[英]c: scanf reading integers
This scanf statement will read in numbers from input like 10ss
as 10 - how do I rewrite it to ignore an int that's followed by other characters? 这个scanf语句将从输入中读取数字,例如
10ss
和10-我如何重写它以忽略后面跟有其他字符的int?
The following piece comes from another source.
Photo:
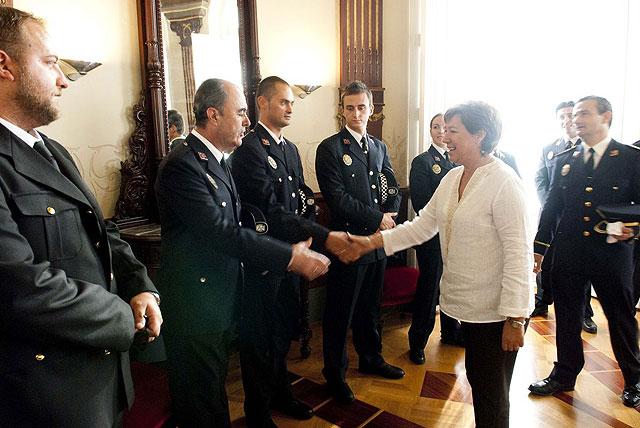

If 10ss
is read, it should ignore it and stop the for loop. 如果读取了
10ss
,则应忽略它并停止for循环。
for (int i = 0; scanf("%d", &val)==1; i++)
You can try reading the next character and analyzing it. 您可以尝试阅读下一个字符并进行分析。 Something along the lines of
遵循以下原则
int n;
char c;
for (int i = 0;
(n = scanf("%d%c", &val, &c)) == 1 || (n == 2 && isspace(c));
i++)
...
// Include into the test whatever characters you see as acceptable after a number
or, in an attempt to create something "fancier" 或者,试图创建一些“爱好者”
for (int i = 0;
scanf("%d%1[^ \n\t]", &val, (char[2]) { 0 }) == 1;
i++)
...
// Include into the `[^...]` set whatever characters you see as acceptable after a number
But in general you will probably run into limitations of scanf
rather quickly. 但是总的来说,您可能很快就会遇到
scanf
限制。 It is a better idea to read your input as a string and parse/analyze it afterwards. 最好将您的输入读取为字符串,然后解析/分析它。
how do I rewrite it to ignore an
int
that's followed by other characters?如何重写它以忽略后面跟有其他字符的
int
?
The robust approach is to read a line with fgets()
and then parse it. 健壮的方法是使用
fgets()
读取一行 ,然后对其进行解析。
// Returns
// 1 on success
// 0 on a line that fails
// EOF when end-of-file or input error occurs.
int read_int(int *val) {
char buf[80];
if (fgets(buf, sizeof buf, stdin) == NULL) {
return EOF;
}
// Use sscanf or strtol to parse.
// sscanf is simpler, yet strtol has well defined overflow funcitonaitly
char sentinel; // Place to store trailing junk
return sscanf(buf, "%d %c", val, &sentinel) == 1;
}
for (int i = 0; read_int(&val) == 1; i++)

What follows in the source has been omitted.